Saat saya sudah menyelesaikan sekolah yang pertama kali saya masuki,
saya akhirnya sadar bahwa ternyata saya baru memasuki dunia yang dinamakan
pendidikan dan tingkatan yang saya jalani selama ini adalah Taman Kanak-Kanak.
Sejak saat itu saya sadar bahwa saya masih harus menempuh tingkatan pendidikan
yang lebih tinggi.
Saya memasuki bangku yang disebut Sekolah Dasar (SD). Di sinilah saya
menyadari bahwa saya harus memiliki tujuan di masa depan seperti pekerjaan
yang disebut cita-cita. Guru mengatakan bahwa jika ingin menggapai cita-cita
maka saya harus rajin dan giat belajar agar apa yang saya cita-citakan dapat
tercapai. Saya berpikir apa yang saya cita-cita kan?
Saya mulai menyadari bahwa saya harus memiliki cita-cita agar eksistensi
saya makin meluas. Saat di bangku SD saya bercita-cita ingin menjadi seorang
polisi wanita. Eksistensi polisi dijalanan membuat saya kagum. Sebab tanpa polisi
negara ini hanya akan dipenuhi kejahatan seperti yng diberitakan di televisi. Saat
itu di mata saya keberadaan polisi sangat keren dan saya ingin menjadi seperti itu.
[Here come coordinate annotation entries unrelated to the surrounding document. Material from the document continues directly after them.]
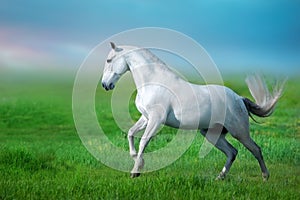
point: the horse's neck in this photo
(147, 68)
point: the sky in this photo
(238, 34)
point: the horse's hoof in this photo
(265, 176)
(220, 177)
(134, 175)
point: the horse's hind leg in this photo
(256, 151)
(223, 145)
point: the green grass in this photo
(42, 157)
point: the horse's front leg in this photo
(153, 125)
(138, 126)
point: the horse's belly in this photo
(190, 120)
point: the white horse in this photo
(165, 98)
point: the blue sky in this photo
(239, 35)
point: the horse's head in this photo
(115, 67)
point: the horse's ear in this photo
(114, 47)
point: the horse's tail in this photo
(265, 101)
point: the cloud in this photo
(30, 49)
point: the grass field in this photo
(42, 157)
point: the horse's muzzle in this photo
(108, 87)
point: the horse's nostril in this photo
(111, 86)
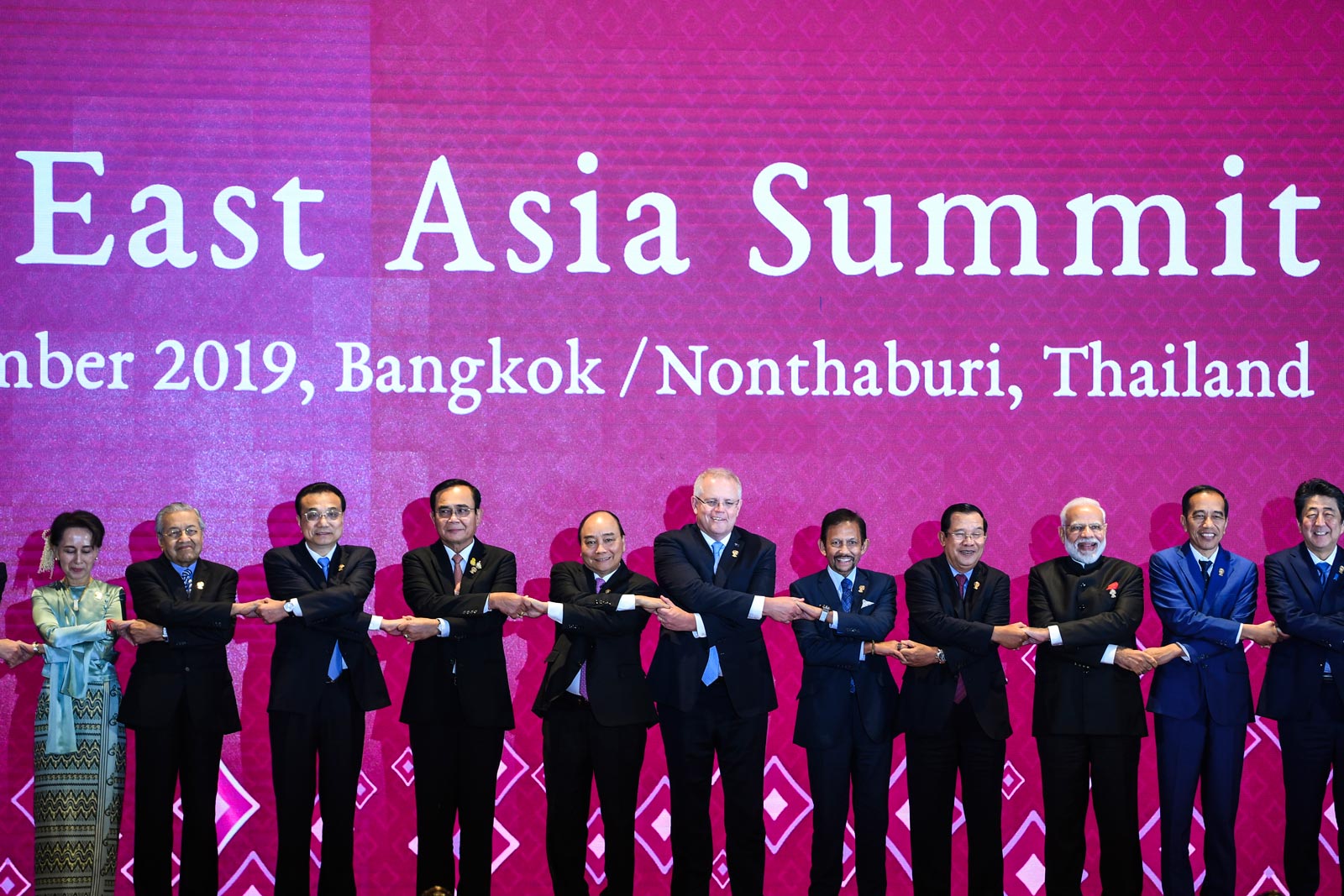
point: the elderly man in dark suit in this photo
(457, 694)
(712, 684)
(1089, 712)
(324, 676)
(847, 705)
(595, 705)
(179, 700)
(1304, 681)
(1202, 692)
(954, 708)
Saat saya menuju jenjang pendidikan yang lebih tinggi saya makin sadar
eksistensi saya harus menjadi semakin jelas. Saya sadar bahwa pelajaran yang ada
disekolah makin sulit, teman yang memiliki berbagai macam kepribadian, dan
tugas dan pekerjaan rumah yang makin banyak sehigga mengurangi waktu saya
dalam membebaskan diri dan berekspresi. Saya sadar sekolah itu merupakan
kegiatan untuk menimba ilmu agar saya mendapatkan cita-cita saya.